In particular: PrintDiskSectors(), at address 0x822C, reads its two arguments from global memory. Those arguments are: 1) Z, i.e., which sector to begin dumping data from, and 2) W, i.e., how many sectors to dump.
And so it was immediately obvious that I could use the undocumented "write" and "call" commands to write whatever I wanted into Z and W and then invoke PrintDiskSectors(). I tried it out in netcat and it worked on the first try -- I was able to dump sector #0.
Thus, I incorporated this functionality into my scripts based on Python's Telnetlib that I had previously used to dump the memory. Since my understanding at the time was a bit off, I ended up with a loop that executed 0x40 times (the number of sectors), which wrote 0x0000 in for Z (i.e., start reading at sector 0), and each iteration of the loop wrote an increasing value into W, starting with 1 and ending with 0x3F. The script would dump the returned data as a binary file, as well as printing it onto the screen. You can find the script here, and its output here.

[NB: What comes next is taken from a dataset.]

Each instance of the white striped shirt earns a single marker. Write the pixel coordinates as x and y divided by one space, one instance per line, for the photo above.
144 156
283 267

I let my script run and once it got to the final iteration of the loop, there was a message congratulating me and telling me where to send an email, as well at what the contents should be. I immediately sent an email at 1:35AM, about 80 minutes after I'd first dumped the memory off of the device. Shortly thereafter, I received a personalized email congratulating me on my second-place finish.